Bon nombre d'entre eux critiquent notamment le fait que le film a été tourné au Maroc, mais aussi la vision jugée caricaturale de la ville présentée à l'écran et de la guerre civile. Autre point de discorde: aucun acteur libanais ne figure au générique du film.

Beaucoup pointent également du doigt le choix de la date de sortie. Celle-ci a coïncidera avec l'anniversaire du début de la guerre civile libanaise (13 avril 1975). Un geste que plusieurs internautes ont considéré comme insultant:

"Donc vous avez fait un film sur Beyrouth mais tourné au Maroc, avec AUCUN acteur libanais, vous NOUS faites passer pour des barbares et les hommes blancs et israéliens pour des héros, et vous sortez ce film le 13 avril, jour du début de la guerre civile".

"Beyrouth est la capitale du Liban n'est-ce pas? Le film a été tourné au Maroc. La musique est marocaine (ou nord-africaine). Les acteurs et figurants sont américains, anglais, marocains, algériens, français et israéliens.
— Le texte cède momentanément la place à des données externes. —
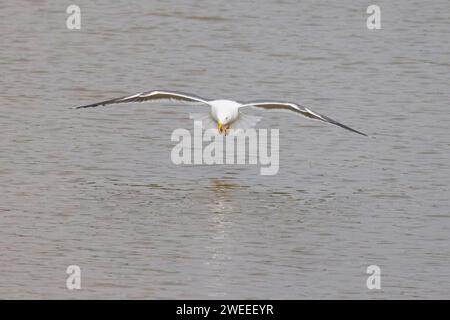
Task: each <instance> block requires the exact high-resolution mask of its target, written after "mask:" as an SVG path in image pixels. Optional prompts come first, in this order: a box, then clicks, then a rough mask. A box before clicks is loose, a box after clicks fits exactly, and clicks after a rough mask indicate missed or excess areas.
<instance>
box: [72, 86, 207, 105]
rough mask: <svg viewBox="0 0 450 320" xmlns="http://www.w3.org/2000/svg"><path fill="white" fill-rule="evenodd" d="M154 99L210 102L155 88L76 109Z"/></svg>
mask: <svg viewBox="0 0 450 320" xmlns="http://www.w3.org/2000/svg"><path fill="white" fill-rule="evenodd" d="M152 100H172V101H177V102H191V103H197V104H198V103H205V104H208V101H207V100H205V99H203V98H200V97H198V96H195V95H192V94H187V93H183V92H176V91H164V90H154V91H146V92H141V93H136V94H133V95H131V96H123V97H120V98H115V99H111V100H105V101H101V102H97V103H93V104H88V105H85V106H80V107H75V109H82V108H92V107H97V106H105V105H108V104H113V103H125V102H144V101H152Z"/></svg>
Ne pouvez-vous pas au moins essayer?"

"Le film n'a même pas été tourné au Liban mais au Maroc, aucun des acteurs/actrices ne sont libanais, la date de sortie est la même que celle du début de l'horrible guerre civile libanaise. Ce film n'incarne ni ce que Beyrouth est ni même ce qu'elle était".

"Je sais déjà que ce film va me rendre furieuse. Mes deux parents et toute la génération la plus âgée de ma famille a dû survivre ou est morte pendant les 15 années de guerre à Beyrouth et cette fois encore les héros sont les blancs??? Mes parents n'ont jamais eu d'enfance, allez vous faire ******".
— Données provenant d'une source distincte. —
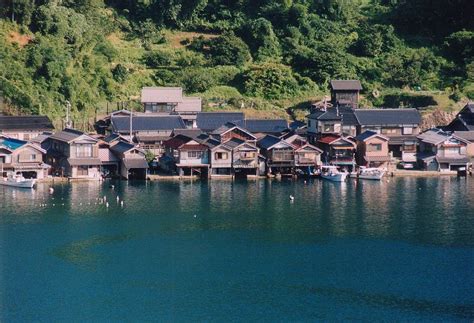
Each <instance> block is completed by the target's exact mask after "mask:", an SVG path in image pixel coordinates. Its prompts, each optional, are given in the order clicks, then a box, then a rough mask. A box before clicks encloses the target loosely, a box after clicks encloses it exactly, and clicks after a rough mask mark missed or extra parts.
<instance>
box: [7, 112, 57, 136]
mask: <svg viewBox="0 0 474 323" xmlns="http://www.w3.org/2000/svg"><path fill="white" fill-rule="evenodd" d="M53 131H54V127H53V124H52V123H51V120H50V119H49V118H48V117H47V116H3V115H0V134H1V135H4V136H6V137H9V138H15V139H19V140H26V141H29V140H31V139H33V138H35V137H37V136H39V135H41V134H43V133H51V132H53Z"/></svg>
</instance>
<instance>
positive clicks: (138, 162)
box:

"Il y a un sérieux potentiel autour d'un film sur la guerre civile libanaise. Quelque chose traitant spécifiquement de l'époque et du conflit. Le film 'Beirut' pourrait tout aussi bien se dérouler à Agrabah."

"Pourquoi est-ce qu'une femme blanche porte un voile pendant qu'elle roule en voiture au Liban? La majorité des femmes libanaises ne portait pas de voile en 1982"
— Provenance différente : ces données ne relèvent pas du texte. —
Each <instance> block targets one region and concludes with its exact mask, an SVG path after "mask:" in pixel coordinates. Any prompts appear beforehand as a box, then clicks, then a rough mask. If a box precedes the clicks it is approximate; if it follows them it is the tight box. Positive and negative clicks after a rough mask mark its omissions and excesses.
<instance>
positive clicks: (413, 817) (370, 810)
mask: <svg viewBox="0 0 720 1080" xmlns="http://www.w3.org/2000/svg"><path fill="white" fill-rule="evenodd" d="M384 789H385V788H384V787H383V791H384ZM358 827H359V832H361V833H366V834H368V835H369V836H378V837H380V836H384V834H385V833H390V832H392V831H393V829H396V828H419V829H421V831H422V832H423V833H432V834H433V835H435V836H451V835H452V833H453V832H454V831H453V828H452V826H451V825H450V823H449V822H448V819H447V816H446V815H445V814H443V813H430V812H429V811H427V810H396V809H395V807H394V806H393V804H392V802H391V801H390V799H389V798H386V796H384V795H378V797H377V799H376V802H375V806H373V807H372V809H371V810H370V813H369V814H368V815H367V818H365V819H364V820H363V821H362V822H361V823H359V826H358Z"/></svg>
Certains ont préféré réagir avec humour, comme cet internaute qui prévoit déjà tous les clichés que ce film risque de réunir:

"Je ne regarderai le film "Beirut" seulement si: - Le film débute par un appel à la prière ou autre bruit oriental - Un homme arabe met une gifle à une femme pendant les 30 premières minutes - Le hezbollah sont les méchants même s'ils n'existaient pas encore à l'époque - Les troupes multinationales sont saluées à la fin"

Plusieurs Libanais ont de leur côté partagé des photos de leurs pays afin de vanter la coexistence entre les différentes religions, ou encore les paysages du pays du cèdre, dans le but de lutter autrement contre la vision jugée caricaturale du film:

"Plutôt que faire un film sur la guerre civile libanaise, où le héros est un occidental venant d'un pays qui se réjouit de voir le Liban sombrer, pourquoi ne pas faire un film sur la rare unité du Moyen-Orient que l'on trouve au Liban aujourd'hui?" "Au lieu d'attaquer le nouveau et offensant film 'Beirut', pourquoi ne pas leur montrer à quel point notre ville est belle en réalité"les arabes

Il faut dire que Hollywood a une longue histoire de représentation controversée des personnages arabes à l'écran. Déjà en 1994, le film "True lies" réalisé par James Cameron, avait attiré la colère d'associations arabo-américaines pour sa représentation "caricaturale d'arabes fanatiques arborant un keffieh", comme le rapporte le site américain spécialisé en pop culture EW. En 2000 le film "Rules of engagement", également tourné au Maroc, avait été qualifié de "probablement le film le plus raciste jamais été fait par Hollywood sur les arabes", comme le rapportait alors The Guardian. Plus récemment, les production hollywoodienne ont souvent été taxées de "White washing" ou de "Brown Face" pour le casting d'acteurs caucasiens dans des rôles d'arabes ou de nord-africains.